Ebeveynlerden biri ya da ikisi birden bu genetik bozukluğu taşıyorsa bu durum bebeğe de yansıyabilir. IRF6 genetik mutasyonu bu sendromu etkileyen başlıca genetik bozukluklardan biridir. Bunun yanı sıra farklı genetik mutasyonlara bağlı olarak da sendromun görülme olasılığı vardır.
Çevresel faktörler olarak ise anne karnında bebeğin maruz kaldığı birçok faktör etkili olabilir. Annenin hamilelik süresinde alkol ve sigara kullanması öncelikli etki eden durumlardır. Ayrıca hamilelikte kullanılan bazı ilaçlar da bu sendromun görülmesinde rol oynayabilir. Bunların yanı sıra enfeksiyona bağlı olarak da tavşan dudak sendromu ortaya çıkabilir.
Sonuç olarak bu sendromun ortaya çıkmasında farklı birçok faktör tetikleyici güç olabilir. Sendromun görüldüğü durumlar kişilerin genetik özelliklerine bağlı olarak değişkenlik gösterir. Bu da sorunun ortaya çıkmasında tek bir faktör etkili olabileceği gibi birden fazla nedene bağlı olarak belirti gösterebilir.
Tavşan Dudak Türleri Nelerdir?
Tavşan dudak sendromu yarıkların yerleşimi ve şiddetine bağlı olarak farklı türlere ayrılabilir.

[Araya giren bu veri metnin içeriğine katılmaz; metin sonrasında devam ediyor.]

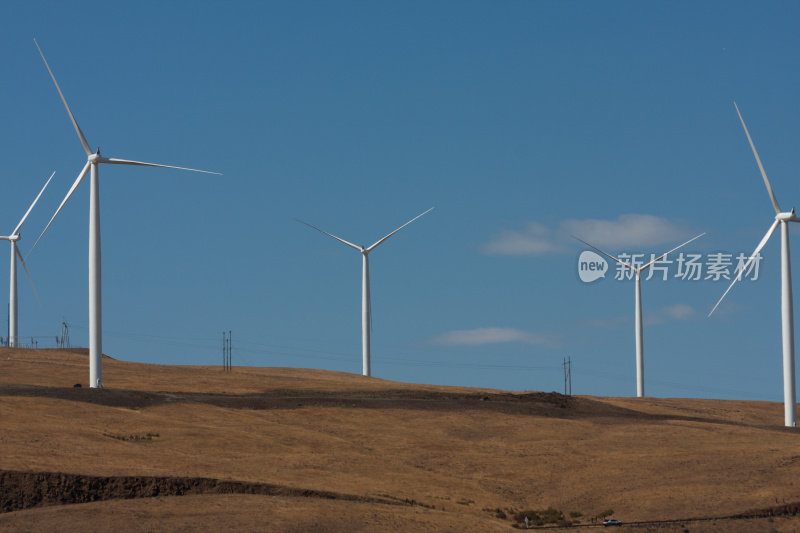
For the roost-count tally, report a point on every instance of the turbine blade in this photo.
(761, 244)
(758, 160)
(64, 201)
(623, 263)
(24, 266)
(33, 204)
(81, 136)
(350, 244)
(398, 229)
(662, 256)
(115, 161)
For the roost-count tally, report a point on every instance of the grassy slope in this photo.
(644, 458)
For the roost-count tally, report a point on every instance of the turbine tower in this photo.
(366, 307)
(13, 323)
(782, 218)
(639, 334)
(93, 160)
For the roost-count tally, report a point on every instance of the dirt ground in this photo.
(273, 449)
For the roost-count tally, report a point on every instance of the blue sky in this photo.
(521, 122)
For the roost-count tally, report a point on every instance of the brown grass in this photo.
(456, 452)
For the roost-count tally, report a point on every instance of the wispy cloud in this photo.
(670, 313)
(479, 336)
(534, 239)
(628, 230)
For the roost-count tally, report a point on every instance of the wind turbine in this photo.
(93, 160)
(782, 218)
(366, 307)
(637, 271)
(12, 293)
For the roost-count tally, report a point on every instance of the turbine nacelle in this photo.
(787, 217)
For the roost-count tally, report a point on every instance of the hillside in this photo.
(173, 448)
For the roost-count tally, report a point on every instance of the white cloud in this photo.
(673, 312)
(533, 240)
(665, 314)
(476, 337)
(626, 231)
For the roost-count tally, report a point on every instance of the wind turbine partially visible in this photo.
(637, 271)
(782, 218)
(13, 324)
(366, 307)
(93, 160)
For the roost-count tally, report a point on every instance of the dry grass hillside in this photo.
(168, 448)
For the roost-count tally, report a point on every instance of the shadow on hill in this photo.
(24, 490)
(539, 404)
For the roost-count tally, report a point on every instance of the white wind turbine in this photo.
(13, 324)
(366, 310)
(782, 218)
(93, 160)
(637, 271)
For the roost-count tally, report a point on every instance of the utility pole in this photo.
(568, 376)
(226, 351)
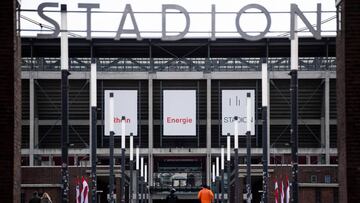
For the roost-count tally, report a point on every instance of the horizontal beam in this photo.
(201, 122)
(179, 151)
(53, 75)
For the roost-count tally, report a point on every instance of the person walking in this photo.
(205, 195)
(171, 198)
(46, 198)
(35, 198)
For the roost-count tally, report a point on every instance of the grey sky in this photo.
(225, 22)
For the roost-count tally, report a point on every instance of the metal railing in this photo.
(179, 64)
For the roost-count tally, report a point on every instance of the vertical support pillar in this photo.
(31, 119)
(228, 159)
(222, 174)
(327, 118)
(265, 101)
(294, 114)
(64, 105)
(151, 134)
(248, 148)
(237, 190)
(111, 148)
(93, 130)
(122, 183)
(131, 196)
(208, 129)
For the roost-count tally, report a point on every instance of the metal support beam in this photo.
(111, 149)
(208, 129)
(327, 118)
(151, 134)
(64, 105)
(93, 130)
(265, 130)
(31, 119)
(294, 114)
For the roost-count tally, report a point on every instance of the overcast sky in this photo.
(106, 24)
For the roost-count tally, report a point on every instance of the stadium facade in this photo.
(153, 66)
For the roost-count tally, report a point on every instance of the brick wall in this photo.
(348, 101)
(10, 105)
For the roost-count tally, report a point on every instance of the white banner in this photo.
(125, 104)
(234, 104)
(179, 112)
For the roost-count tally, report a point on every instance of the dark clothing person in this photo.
(35, 198)
(46, 198)
(205, 195)
(171, 198)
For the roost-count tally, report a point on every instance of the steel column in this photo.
(64, 106)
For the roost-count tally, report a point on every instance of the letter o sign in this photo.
(244, 34)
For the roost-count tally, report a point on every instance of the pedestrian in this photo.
(35, 198)
(171, 198)
(205, 195)
(46, 198)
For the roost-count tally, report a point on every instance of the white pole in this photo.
(228, 145)
(222, 159)
(142, 167)
(93, 85)
(213, 173)
(137, 158)
(236, 134)
(64, 45)
(217, 167)
(248, 112)
(264, 84)
(123, 133)
(145, 172)
(111, 114)
(131, 147)
(295, 48)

Yarık yerleşimi tek taraflı ise uniteal tavşan dudak tanısı konulabilir. Uniteal tavşan dudakta oluşan yarık kulağa kadar uzanan bir görünüme sahip olur. Bilateral tavşan dudak olarak bilinen bir diğer tür ile karşılaşmak da olasıdır. Bu türde ise dudakta beliren yarık görümü iki taraflıdır ve kulağa doğru uzanan bir yapıya sahiptir.

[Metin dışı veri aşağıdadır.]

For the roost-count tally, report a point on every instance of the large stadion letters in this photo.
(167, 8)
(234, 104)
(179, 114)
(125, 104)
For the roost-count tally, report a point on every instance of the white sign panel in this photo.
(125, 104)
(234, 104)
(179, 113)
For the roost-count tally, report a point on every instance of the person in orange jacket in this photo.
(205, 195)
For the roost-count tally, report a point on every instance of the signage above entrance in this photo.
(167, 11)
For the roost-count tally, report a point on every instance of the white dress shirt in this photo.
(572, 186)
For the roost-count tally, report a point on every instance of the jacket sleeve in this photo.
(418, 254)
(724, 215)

Hastanın damak yapısında sorun yoksa yalnız dudak kısmında yarık varsa izole dudak yarık olması durumu söz konusudur. Tam tersi olarak dudak kısmında bir belirti yok damakta yarık varsa da izole damak yarığı tanısı konulabilir. Son olarak ise hem damakta hem dudakta yarıkların görülmesi sonucu damak ve dudak yarık belirtisi hastada kendisini gösterebilir. Bu türlerin hangisinin olduğunun tanısına ise alanında uzman bir doktor tarafından karar verilir.
Tavşan dudak ameliyatı doğuştan dudak ve damak yarıkların onarılması için yapılan cerrahi bir işlemdir. Yarığın şekli ve derecesi göz önünde bulundurularak uygun bir ameliyat planı hazırlanır. Ameliyat öncesinde genel anestezi uygulaması ile hasta ameliyata hazır duruma gelir. Plastik cerrah kontrolünde yapılan ameliyat yaklaşık birkaç saat sürebilir. Ameliyat anında uygun görülen tekniklerle yarık düzeltilir. Dudak dokuların birleştirilmesi ile dudakta simetrik bir görünüm elde edilir. Eğer yarık damaktaysa damak dokuları üzerinde işlem yapılır. Yapılan müdahalenin ardından dikiş atılarak ameliyat tamamlanır.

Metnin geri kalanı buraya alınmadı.